As contract season fast approaches, now is a great time for both schools and job seekers to focus in on exactly what they are looking for. As I have written in previous blogs and publications, hiring has become more complex due to a variety of factors that impact both job seekers and employers. With a low national unemployments rate, increase in the number of people involed in the “gig” economy, and significant changes in corporate policies that are attractive to Gen Y and Gen Z workers, boarding schools are in an interesteing postion. So too are potential teachers. In this sense, boarding schools must highlight the “lifestyle” found at boarding schools if they are to attract and hire the best employees. Salaries at most schools are not going to be able to compete with the for-profit sector nor are boarding schools going to be able to offer the flexibility being found in the corporate world with regard to hours, remote working, etc. However, this is not all bad. What is the best part about working at a boarding school? Lifestyle! Interacting with young people! Community! As a school, highlighting these dimensions will be key to finding the right people for your program.

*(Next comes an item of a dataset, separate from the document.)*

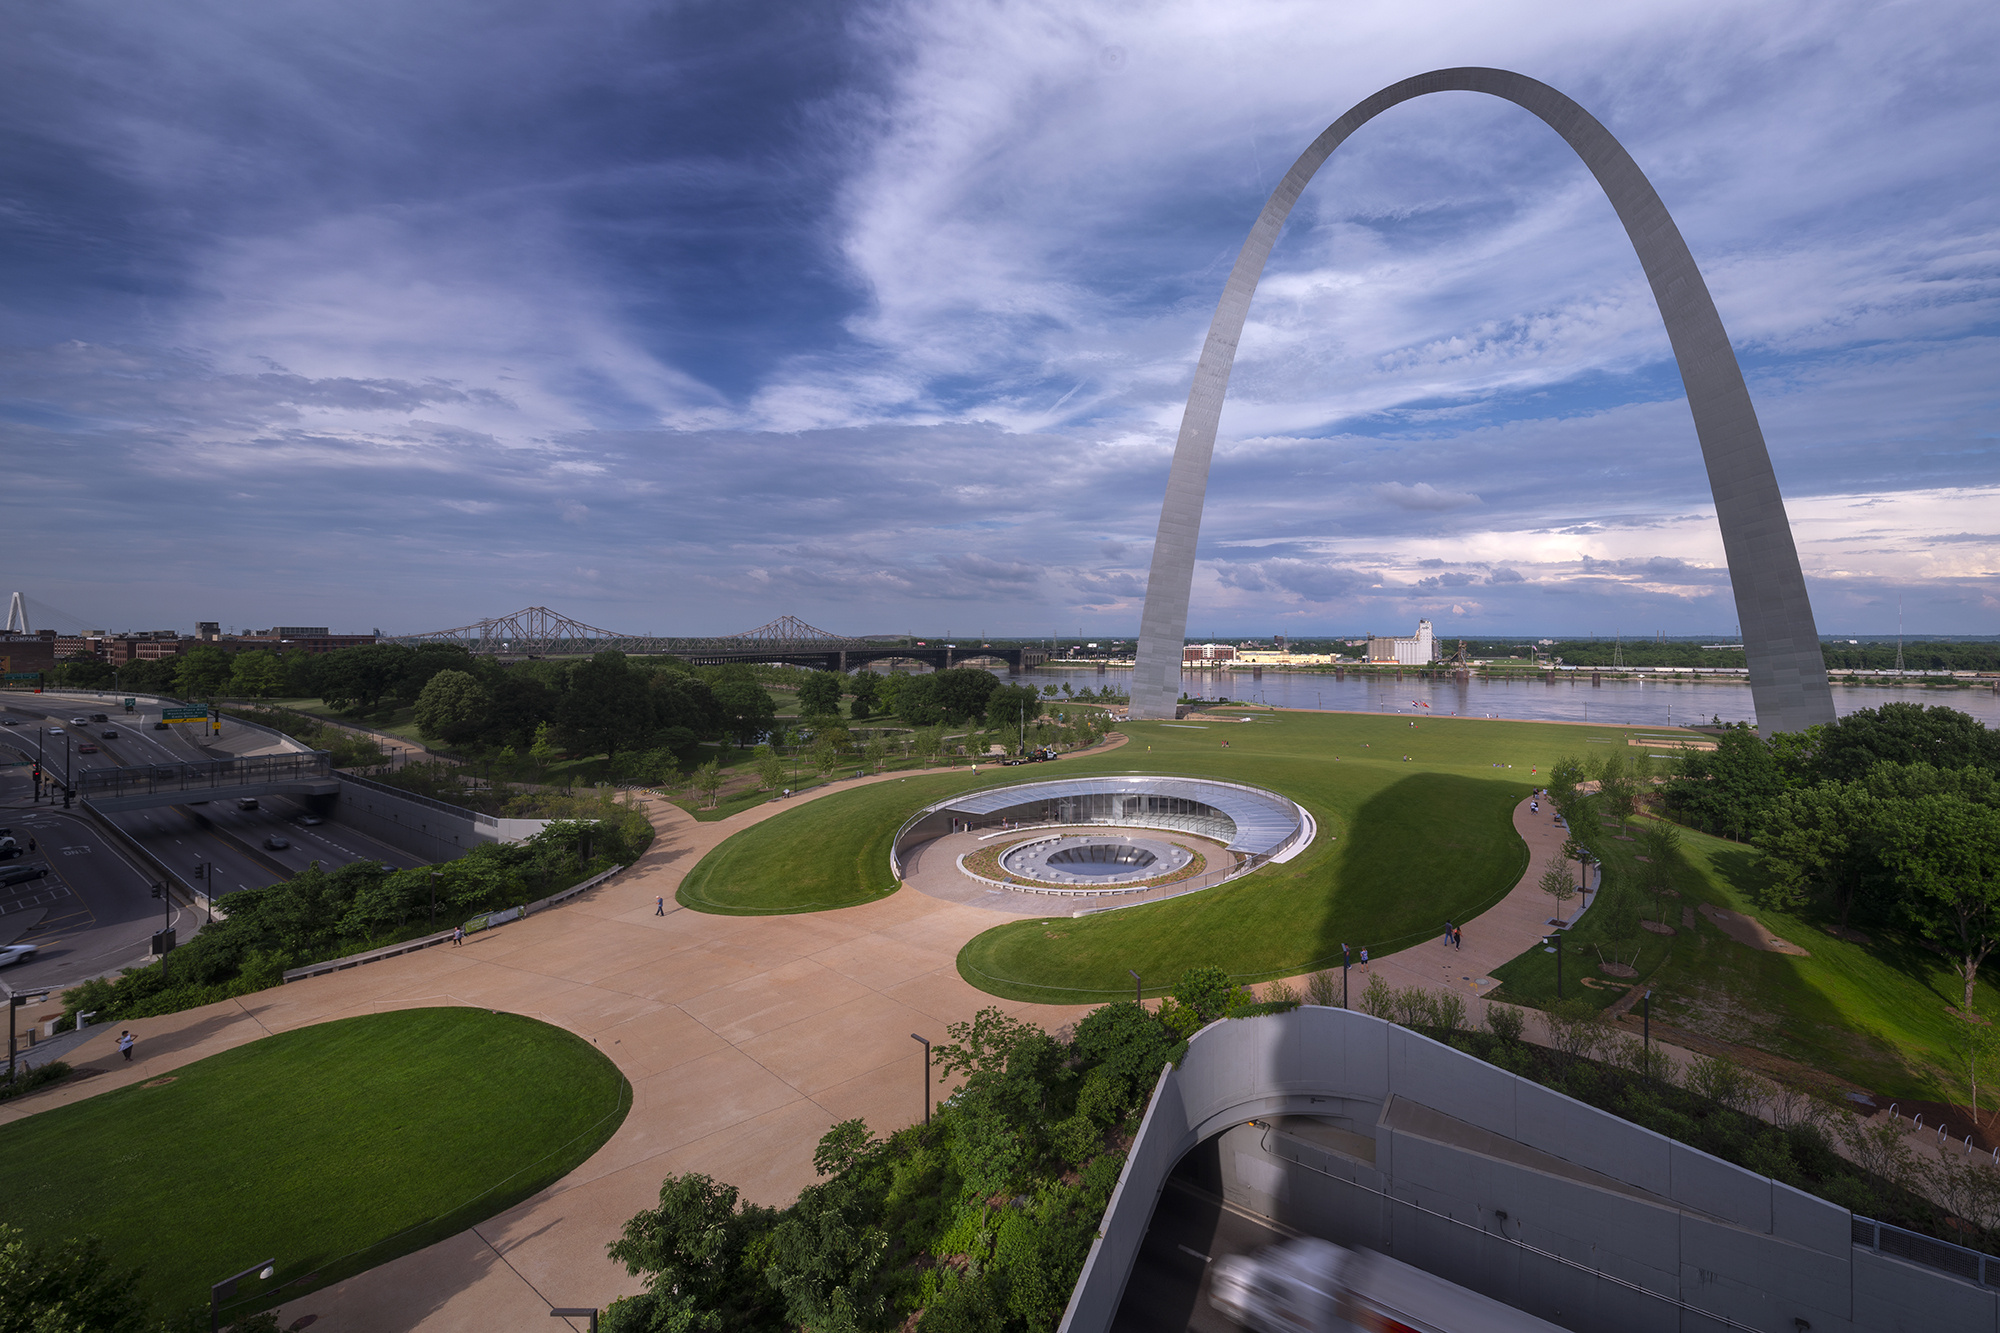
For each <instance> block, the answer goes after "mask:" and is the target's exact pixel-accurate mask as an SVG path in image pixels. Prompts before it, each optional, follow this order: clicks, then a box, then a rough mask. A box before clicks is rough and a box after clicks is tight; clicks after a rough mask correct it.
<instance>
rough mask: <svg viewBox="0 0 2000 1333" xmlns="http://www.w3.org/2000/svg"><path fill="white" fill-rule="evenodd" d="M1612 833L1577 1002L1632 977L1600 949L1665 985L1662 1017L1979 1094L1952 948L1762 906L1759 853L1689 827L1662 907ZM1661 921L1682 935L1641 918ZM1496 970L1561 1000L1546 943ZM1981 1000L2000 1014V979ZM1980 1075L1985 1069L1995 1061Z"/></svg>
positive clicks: (1860, 1066) (1989, 1007) (1518, 986)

From the viewpoint of the jobseeker, now is a good time to look for schools that have a culture and community that fit what you are looking for. Does the school offer new faculty support? Is there room for growth? Does the school leadership have a philosophy that aligns with your values? Does the school offer tuition remission, graduate study support, summer travel/enrichment, childcare? Is the school a forward thinking organization or traditional in its function and mindset? Would you feel comfortable there? What is the makeup of the faculty at the school with regard to gender, age, and diversity? Is this an issue for you?
Given the data that suggests younger workers remain at jobs less than three years, how are schools approaching potential rapid turnover? Are they okay with it or are they working hard to hold onto talented employees? If so, what does this look like for your school? Stipends are attractive, but only go so far. Staffing modifcations work, but take a time investment on the part of schools to get the pieces right. Little items really pay off, such as allowing new faculty a voice or opportunity for leadership. As well, a single reduction in any one area can mean the difference between losing a potential hire or talented faculty member or keeping them on for several years.
Hiring and job searches are both complex and stressful, however, when candidates and schools forus on “fit” and “feel”, matches can be found that reward both sides of the table. Job seekers need to be realistic AND clear regarding what they are looking for. Schools, on the other hand, need to come to understand that hiring has changed and needs to be more individual when pertianing to candidates. Both parties need to be honest and clear. Both parties need to be realistic about the current climate surrounding hiring and jobs. If this occurs, schools will be able to hire faculty that add to the organization and teachers will be able to find a community in which to work, live, and thrive.